Shame on me, I didn't correctly document the "ignore-persist" statement
(convinced I used it like this in my tests, which is not the case at all...)
This fixes the doc and updates the proxy keyword matrix to add "force-persist".
[MINOR] add the "ignore-persist" option to conditionally ignore persistence
This is used to disable persistence depending on some conditions (for
example using an ACL matching static files or a specific User-Agent).
You can see it as a complement to "force-persist".
In the configuration file, the force-persist/ignore-persist declaration
order define the rules priority.
Used with the "appsesion" keyword, it can also help reducing memory usage,
as the session won't be hashed the persistence is ignored.
Released version 1.4.4 with the following main changes :
- [BUG] appsession should match the whole cookie name
- [CLEANUP] proxy: move PR_O_SSL3_CHK to options2 to release one flag
- [MEDIUM] backend: move the transparent proxy address selection to backend
- [MINOR] add very fast IP parsing functions
- [MINOR] add new tproxy flags for dynamic source address binding
- [MEDIUM] add ability to connect to a server from an IP found in a header
- [BUILD] config: last patch breaks build without CONFIG_HAP_LINUX_TPROXY
- [MINOR] http: make it possible to pretend keep-alive when doing close
- [MINOR] config: report "default-server" instead of "(null)" in error messages
[BUG] appsession should match the whole cookie name
I met a strange behaviour with appsession.
I firstly thought this was a regression due to one of my previous patch
but after testing with a 1.3.15.12 version, I also could reproduce it.
To illustrate, the configuration contains :
appsession PHPSESSID len 32 timeout 1h
Then I call a short PHP script containing :
setcookie("P", "should not match")
When calling this script thru haproxy, the cookie "P" matches the appsession rule :
Dumping hashtable 0x11f05c8
table[1572]: should+not+match
Shouldn't it be ignored ?
If you confirm, I'll send a patch for 1.3 and 1.4 branches to check that the
cookie length is equal to the appsession name length.

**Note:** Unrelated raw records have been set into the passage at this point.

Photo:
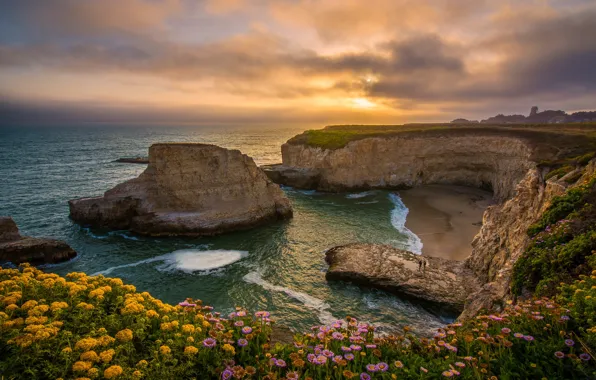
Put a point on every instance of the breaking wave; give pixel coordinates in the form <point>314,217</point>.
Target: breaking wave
<point>398,220</point>
<point>309,301</point>
<point>187,260</point>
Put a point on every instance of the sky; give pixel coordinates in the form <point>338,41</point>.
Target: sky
<point>293,61</point>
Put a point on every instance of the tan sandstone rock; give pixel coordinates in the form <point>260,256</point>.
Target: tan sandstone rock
<point>187,189</point>
<point>484,161</point>
<point>443,285</point>
<point>20,249</point>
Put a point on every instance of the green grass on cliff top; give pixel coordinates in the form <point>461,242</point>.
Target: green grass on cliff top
<point>338,136</point>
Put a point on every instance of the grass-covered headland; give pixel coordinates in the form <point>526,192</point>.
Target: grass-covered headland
<point>564,136</point>
<point>94,327</point>
<point>82,327</point>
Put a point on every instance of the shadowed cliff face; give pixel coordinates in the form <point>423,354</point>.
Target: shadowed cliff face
<point>187,189</point>
<point>506,164</point>
<point>494,162</point>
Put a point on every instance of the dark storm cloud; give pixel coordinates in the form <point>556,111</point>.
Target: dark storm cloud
<point>542,56</point>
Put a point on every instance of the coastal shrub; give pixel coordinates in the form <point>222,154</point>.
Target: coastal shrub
<point>96,327</point>
<point>559,172</point>
<point>562,241</point>
<point>580,298</point>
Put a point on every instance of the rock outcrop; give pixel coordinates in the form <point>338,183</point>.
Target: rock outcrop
<point>187,189</point>
<point>299,178</point>
<point>495,162</point>
<point>503,237</point>
<point>20,249</point>
<point>503,160</point>
<point>442,285</point>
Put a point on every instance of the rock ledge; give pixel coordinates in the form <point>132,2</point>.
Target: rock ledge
<point>187,189</point>
<point>20,249</point>
<point>443,287</point>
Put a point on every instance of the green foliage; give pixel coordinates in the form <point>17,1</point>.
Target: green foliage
<point>580,298</point>
<point>95,327</point>
<point>562,206</point>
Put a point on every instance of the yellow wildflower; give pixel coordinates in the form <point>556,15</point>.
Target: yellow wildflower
<point>86,344</point>
<point>116,281</point>
<point>132,308</point>
<point>36,320</point>
<point>227,347</point>
<point>152,314</point>
<point>81,366</point>
<point>85,305</point>
<point>107,355</point>
<point>93,372</point>
<point>89,356</point>
<point>58,306</point>
<point>38,310</point>
<point>29,305</point>
<point>124,335</point>
<point>112,372</point>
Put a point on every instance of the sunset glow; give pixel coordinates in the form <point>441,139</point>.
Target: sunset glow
<point>323,61</point>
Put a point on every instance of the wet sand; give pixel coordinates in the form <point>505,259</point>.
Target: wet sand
<point>446,218</point>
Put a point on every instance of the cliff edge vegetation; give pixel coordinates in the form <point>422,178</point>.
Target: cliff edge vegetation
<point>82,327</point>
<point>338,136</point>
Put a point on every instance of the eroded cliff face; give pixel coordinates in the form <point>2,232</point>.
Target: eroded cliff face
<point>507,164</point>
<point>498,162</point>
<point>503,237</point>
<point>188,189</point>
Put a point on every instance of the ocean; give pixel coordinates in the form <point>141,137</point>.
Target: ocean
<point>279,267</point>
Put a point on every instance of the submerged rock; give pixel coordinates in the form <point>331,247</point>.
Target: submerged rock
<point>133,160</point>
<point>188,189</point>
<point>442,285</point>
<point>20,249</point>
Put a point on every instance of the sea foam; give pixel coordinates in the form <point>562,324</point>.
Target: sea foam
<point>187,260</point>
<point>360,195</point>
<point>398,220</point>
<point>309,301</point>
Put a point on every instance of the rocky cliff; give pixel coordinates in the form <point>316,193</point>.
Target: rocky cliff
<point>505,161</point>
<point>20,249</point>
<point>442,285</point>
<point>495,162</point>
<point>187,189</point>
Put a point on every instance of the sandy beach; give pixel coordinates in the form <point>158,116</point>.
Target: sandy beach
<point>446,218</point>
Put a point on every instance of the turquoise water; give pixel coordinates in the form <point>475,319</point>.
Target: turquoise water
<point>280,267</point>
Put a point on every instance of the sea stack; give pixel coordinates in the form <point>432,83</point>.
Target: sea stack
<point>187,189</point>
<point>20,249</point>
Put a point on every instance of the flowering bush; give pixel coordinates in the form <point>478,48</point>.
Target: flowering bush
<point>581,300</point>
<point>562,242</point>
<point>82,327</point>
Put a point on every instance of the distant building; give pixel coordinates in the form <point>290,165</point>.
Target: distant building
<point>464,121</point>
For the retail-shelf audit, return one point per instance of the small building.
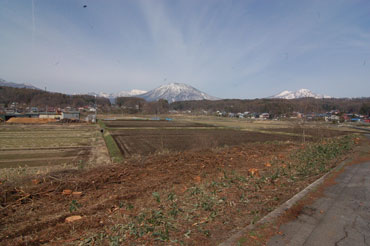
(71, 115)
(264, 116)
(91, 118)
(50, 115)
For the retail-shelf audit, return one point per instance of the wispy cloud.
(228, 48)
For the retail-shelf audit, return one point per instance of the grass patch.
(114, 151)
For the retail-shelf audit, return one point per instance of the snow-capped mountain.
(301, 93)
(17, 85)
(131, 93)
(176, 92)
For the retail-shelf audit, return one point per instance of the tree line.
(40, 98)
(132, 105)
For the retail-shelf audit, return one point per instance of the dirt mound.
(30, 120)
(38, 210)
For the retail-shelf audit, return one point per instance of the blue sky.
(229, 49)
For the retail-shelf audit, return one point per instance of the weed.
(157, 197)
(74, 206)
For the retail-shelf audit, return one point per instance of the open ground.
(179, 182)
(48, 146)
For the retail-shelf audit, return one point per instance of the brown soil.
(262, 233)
(146, 141)
(34, 213)
(152, 123)
(318, 132)
(30, 120)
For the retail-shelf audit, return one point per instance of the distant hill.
(131, 93)
(274, 106)
(40, 98)
(301, 93)
(17, 85)
(174, 92)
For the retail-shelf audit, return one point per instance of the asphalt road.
(340, 217)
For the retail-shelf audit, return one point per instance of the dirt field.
(47, 145)
(213, 182)
(150, 141)
(152, 123)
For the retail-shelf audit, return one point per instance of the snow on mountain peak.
(301, 93)
(176, 92)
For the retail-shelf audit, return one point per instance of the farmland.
(46, 145)
(145, 137)
(180, 182)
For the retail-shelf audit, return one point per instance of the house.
(50, 115)
(71, 115)
(264, 116)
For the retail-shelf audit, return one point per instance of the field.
(143, 137)
(180, 182)
(47, 145)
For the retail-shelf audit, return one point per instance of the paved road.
(340, 217)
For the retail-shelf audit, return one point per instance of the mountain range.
(174, 92)
(131, 93)
(17, 85)
(301, 93)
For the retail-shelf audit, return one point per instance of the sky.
(228, 49)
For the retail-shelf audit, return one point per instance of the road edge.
(285, 206)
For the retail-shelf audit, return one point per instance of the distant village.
(67, 114)
(334, 116)
(70, 114)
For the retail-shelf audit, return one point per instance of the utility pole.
(96, 109)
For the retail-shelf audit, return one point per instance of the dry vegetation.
(46, 147)
(194, 195)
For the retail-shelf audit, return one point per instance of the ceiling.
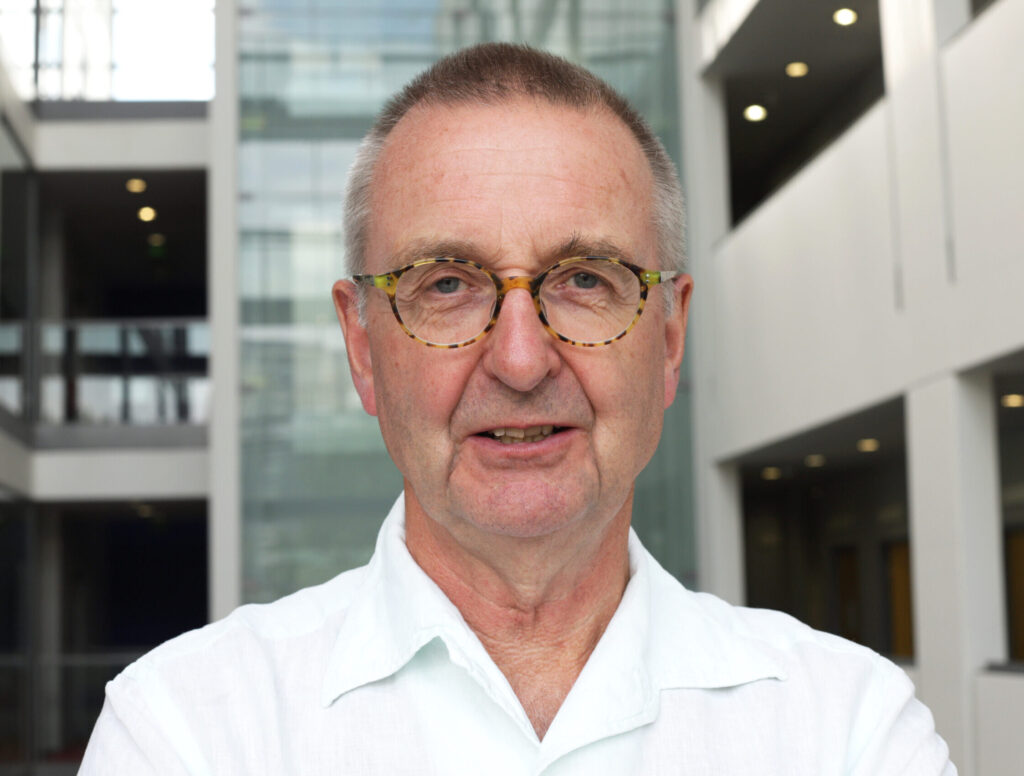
(110, 268)
(803, 114)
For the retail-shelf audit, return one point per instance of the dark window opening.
(803, 115)
(825, 529)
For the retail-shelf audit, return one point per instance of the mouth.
(514, 435)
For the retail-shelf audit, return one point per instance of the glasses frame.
(388, 283)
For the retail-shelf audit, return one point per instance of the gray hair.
(498, 73)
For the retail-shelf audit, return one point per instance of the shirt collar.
(396, 611)
(662, 637)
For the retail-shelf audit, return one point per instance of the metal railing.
(107, 373)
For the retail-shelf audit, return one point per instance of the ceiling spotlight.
(797, 70)
(845, 16)
(755, 113)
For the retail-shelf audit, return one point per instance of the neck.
(539, 605)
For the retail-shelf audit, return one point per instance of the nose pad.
(519, 350)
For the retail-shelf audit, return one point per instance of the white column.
(955, 541)
(224, 514)
(718, 502)
(926, 253)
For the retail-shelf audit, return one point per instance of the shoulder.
(292, 634)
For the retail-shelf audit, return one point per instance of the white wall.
(983, 75)
(120, 474)
(103, 474)
(806, 319)
(891, 265)
(89, 144)
(1000, 709)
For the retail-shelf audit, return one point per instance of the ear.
(356, 342)
(675, 334)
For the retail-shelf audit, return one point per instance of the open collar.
(662, 637)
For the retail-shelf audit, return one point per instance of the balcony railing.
(107, 373)
(129, 373)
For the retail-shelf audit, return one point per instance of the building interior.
(179, 434)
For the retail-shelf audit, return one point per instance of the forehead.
(509, 182)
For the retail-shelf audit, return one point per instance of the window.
(825, 529)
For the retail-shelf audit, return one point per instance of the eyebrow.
(576, 245)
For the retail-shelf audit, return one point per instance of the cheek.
(417, 389)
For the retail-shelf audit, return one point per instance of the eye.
(584, 281)
(448, 285)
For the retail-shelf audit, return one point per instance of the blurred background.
(178, 434)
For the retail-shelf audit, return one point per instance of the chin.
(526, 515)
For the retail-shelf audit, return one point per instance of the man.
(516, 321)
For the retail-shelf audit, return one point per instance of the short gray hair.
(498, 73)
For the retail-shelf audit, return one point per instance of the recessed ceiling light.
(867, 445)
(797, 70)
(755, 113)
(845, 16)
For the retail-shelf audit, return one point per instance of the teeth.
(513, 435)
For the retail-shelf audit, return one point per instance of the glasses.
(450, 303)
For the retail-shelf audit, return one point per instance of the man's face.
(514, 187)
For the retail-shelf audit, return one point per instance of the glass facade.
(315, 478)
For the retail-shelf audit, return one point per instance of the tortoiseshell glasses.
(450, 303)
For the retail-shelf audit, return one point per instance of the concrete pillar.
(925, 250)
(955, 540)
(225, 506)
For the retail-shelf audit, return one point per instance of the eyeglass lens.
(586, 300)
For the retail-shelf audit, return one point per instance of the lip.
(552, 445)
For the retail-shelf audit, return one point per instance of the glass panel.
(14, 624)
(135, 577)
(13, 716)
(1010, 402)
(64, 727)
(17, 39)
(99, 339)
(315, 478)
(99, 399)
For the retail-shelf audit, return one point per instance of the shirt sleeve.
(900, 737)
(129, 739)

This is due to the comparison length, where the cookie length is took into
account instead of the appsession name length. Using the appsession name
length would allow ASPSESSIONIDXXX (+ check that memcmp won't go after the
buffer size).
Also, while testing, I noticed that HEAD requests where not available for
URIs containing the appsession parameter. 1.4.3 patch fixes an horrible
segfault I missed in a previous patch when appsession is not in the
configuration and HAProxy is compiled with DEBUG_HASH.
[MINOR] http: make it possible to pretend keep-alive when doing close
Some servers do not completely conform with RFC2616 requirements for
keep-alive when they receive a request with "Connection: close". More
specifically, they don't bother using chunked encoding, so the client
never knows whether the response is complete or not. One immediately
visible effect is that haproxy cannot maintain client connections alive.
The second issue is that truncated responses may be cached on clients
in case of network error or timeout.
Óscar Frías Barranco reported this issue on Tomcat 6.0.20, and
Patrik Nilsson with Jetty 6.1.21.
Cyril Bonté proposed this smart idea of pretending we run keep-alive
with the server and closing it at the last moment as is already done
with option forceclose. The advantage is that we only change one
emitted header but not the overall behaviour.
Since some servers such as nginx are able to close the connection
very quickly and save network packets when they're aware of the
close negociation in advance, we don't enable this behaviour by
default.
"option http-pretend-keepalive" will have to be used for that, in
conjunction with "option http-server-close".